The Eternal Light Peace Monument at Gettysburg
On July 3rd, 1938, some 1800 aged Union and Confederate veterans of the Civil War were gathered at Gettysburg National Military Park. It was the 75th anniversary of the third and final day of the Battle of Gettysburg, and the veterans as well as thousands of other people were at the site of the battle for a week long commemoration of that anniversary.
One of the events that day was the dedication of a new monument. Instead of a monument to a military unit or a state’s soldiers, this monument was built as a symbol of peace between the two sides. It was located on Oak Hill at the northwest corner of the military park. On July 1st, 1863, the first day of the battle, Confederate General Robert Rodes placed artillery on the hill and his infantry attacked from there. Seventy-five years later, the veterans (who were about the age of today’s World War II vets) and an estimated quarter million onlookers listened as President Franklin Roosevelt dedicated the Eternal Light Peace Monument to peace and unity between the North and South.
Here’s some footage from the 1938 battle commemoration and monument dedication. It was the last large scale gathering of Civil War veterans.
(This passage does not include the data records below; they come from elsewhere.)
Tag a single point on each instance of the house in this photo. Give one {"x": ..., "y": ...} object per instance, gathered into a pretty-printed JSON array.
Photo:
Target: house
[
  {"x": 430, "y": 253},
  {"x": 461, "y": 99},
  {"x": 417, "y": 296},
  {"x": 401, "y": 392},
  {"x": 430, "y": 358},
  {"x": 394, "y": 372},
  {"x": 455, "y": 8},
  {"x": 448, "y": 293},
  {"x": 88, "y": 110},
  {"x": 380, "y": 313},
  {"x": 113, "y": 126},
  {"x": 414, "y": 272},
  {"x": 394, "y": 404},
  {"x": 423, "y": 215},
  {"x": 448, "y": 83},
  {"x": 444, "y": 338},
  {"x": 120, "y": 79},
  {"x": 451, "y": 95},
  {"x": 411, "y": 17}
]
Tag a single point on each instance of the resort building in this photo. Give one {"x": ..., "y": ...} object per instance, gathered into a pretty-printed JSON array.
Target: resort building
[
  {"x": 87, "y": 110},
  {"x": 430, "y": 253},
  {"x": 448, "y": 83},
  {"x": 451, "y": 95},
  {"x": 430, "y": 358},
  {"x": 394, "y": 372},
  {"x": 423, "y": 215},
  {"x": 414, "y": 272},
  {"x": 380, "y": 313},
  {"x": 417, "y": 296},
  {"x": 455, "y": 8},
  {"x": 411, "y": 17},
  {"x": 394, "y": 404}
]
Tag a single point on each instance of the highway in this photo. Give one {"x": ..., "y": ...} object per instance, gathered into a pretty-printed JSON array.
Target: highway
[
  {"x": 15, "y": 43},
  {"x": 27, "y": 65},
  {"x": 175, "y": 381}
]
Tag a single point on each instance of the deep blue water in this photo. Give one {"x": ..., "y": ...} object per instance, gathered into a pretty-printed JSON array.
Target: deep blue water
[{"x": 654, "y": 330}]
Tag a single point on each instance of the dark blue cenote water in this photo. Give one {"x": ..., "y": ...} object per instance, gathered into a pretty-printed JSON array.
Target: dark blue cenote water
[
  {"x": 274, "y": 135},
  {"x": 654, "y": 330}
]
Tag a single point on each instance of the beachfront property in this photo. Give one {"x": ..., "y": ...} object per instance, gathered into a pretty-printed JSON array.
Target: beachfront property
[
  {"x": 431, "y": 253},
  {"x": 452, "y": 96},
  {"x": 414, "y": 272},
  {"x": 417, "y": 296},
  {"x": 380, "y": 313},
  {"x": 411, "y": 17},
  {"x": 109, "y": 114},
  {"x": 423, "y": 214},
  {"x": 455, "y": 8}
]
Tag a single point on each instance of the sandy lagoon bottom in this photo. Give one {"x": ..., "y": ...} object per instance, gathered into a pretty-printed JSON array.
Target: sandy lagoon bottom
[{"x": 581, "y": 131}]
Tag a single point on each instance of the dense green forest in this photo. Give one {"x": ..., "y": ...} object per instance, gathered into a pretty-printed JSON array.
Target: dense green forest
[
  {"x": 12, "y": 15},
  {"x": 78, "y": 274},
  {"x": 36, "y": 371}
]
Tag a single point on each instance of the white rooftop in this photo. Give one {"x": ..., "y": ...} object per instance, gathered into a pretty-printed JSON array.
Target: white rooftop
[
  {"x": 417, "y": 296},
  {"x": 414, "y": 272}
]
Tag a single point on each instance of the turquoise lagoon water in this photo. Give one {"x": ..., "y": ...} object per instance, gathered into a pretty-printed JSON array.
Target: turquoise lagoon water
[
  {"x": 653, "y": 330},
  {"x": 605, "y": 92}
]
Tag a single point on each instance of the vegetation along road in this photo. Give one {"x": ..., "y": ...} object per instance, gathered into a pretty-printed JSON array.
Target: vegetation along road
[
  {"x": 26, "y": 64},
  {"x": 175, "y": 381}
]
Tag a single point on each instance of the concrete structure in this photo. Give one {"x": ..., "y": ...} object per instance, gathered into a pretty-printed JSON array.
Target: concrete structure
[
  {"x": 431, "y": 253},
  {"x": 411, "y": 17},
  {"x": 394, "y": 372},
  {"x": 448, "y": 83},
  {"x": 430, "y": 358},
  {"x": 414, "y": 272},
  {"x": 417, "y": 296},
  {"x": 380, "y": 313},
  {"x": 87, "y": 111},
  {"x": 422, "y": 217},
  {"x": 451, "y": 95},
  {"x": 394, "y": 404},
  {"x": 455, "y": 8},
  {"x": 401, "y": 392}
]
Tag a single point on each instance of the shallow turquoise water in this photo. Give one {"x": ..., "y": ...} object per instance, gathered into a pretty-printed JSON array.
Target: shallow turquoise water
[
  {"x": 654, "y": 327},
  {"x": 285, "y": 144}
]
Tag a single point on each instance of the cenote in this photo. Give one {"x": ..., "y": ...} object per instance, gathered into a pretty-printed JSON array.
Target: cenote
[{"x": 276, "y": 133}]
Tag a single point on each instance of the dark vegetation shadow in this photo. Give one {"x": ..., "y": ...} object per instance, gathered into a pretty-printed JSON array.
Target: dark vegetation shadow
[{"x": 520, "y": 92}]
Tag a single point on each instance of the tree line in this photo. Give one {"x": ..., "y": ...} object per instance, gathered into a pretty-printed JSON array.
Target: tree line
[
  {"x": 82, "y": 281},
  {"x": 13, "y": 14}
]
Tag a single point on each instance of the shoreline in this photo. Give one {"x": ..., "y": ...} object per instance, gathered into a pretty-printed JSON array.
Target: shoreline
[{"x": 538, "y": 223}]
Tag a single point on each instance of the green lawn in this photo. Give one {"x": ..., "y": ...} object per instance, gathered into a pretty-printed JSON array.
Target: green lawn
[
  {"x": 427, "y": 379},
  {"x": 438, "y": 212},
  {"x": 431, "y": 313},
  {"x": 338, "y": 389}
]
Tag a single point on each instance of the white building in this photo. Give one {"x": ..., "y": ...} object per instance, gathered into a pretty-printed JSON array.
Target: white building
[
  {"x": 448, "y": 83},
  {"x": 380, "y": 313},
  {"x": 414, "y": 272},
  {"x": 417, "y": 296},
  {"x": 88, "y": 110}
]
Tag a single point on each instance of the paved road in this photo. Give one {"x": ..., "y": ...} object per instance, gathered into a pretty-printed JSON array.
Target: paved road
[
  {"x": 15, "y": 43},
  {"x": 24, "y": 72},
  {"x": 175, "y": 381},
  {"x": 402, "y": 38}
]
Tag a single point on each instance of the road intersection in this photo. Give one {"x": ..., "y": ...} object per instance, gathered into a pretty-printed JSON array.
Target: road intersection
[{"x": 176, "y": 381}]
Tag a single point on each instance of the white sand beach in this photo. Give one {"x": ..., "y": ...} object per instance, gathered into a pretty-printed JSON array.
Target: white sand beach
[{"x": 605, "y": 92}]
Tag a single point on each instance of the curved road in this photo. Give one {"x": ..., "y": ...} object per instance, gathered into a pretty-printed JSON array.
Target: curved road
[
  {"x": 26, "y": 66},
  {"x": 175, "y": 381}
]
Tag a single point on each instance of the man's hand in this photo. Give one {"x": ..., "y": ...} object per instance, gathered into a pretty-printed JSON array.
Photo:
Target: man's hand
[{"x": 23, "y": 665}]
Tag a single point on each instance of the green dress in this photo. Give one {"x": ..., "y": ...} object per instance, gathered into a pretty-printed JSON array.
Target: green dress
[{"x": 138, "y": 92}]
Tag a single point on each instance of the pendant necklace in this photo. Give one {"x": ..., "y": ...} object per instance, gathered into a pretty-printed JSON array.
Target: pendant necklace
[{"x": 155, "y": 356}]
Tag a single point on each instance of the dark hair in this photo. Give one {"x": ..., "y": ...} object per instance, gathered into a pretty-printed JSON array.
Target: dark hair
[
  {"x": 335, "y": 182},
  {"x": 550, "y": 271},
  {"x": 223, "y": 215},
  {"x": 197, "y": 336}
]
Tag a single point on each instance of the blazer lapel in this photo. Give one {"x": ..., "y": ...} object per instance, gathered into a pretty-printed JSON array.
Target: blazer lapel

The Eternal Light Peace Monument is made of Maine granite and limestone from Alabama. The “eternal light” is a gas fueled flame that burns at the top of the monument. The gas flame was replaced by an electric light during the 1970’s energy crisis, but the flame was restored in a re-dedication ceremony in 1988, the 125th anniversary of the battle. The monument is one of the stops on the park’s self guiding auto tour.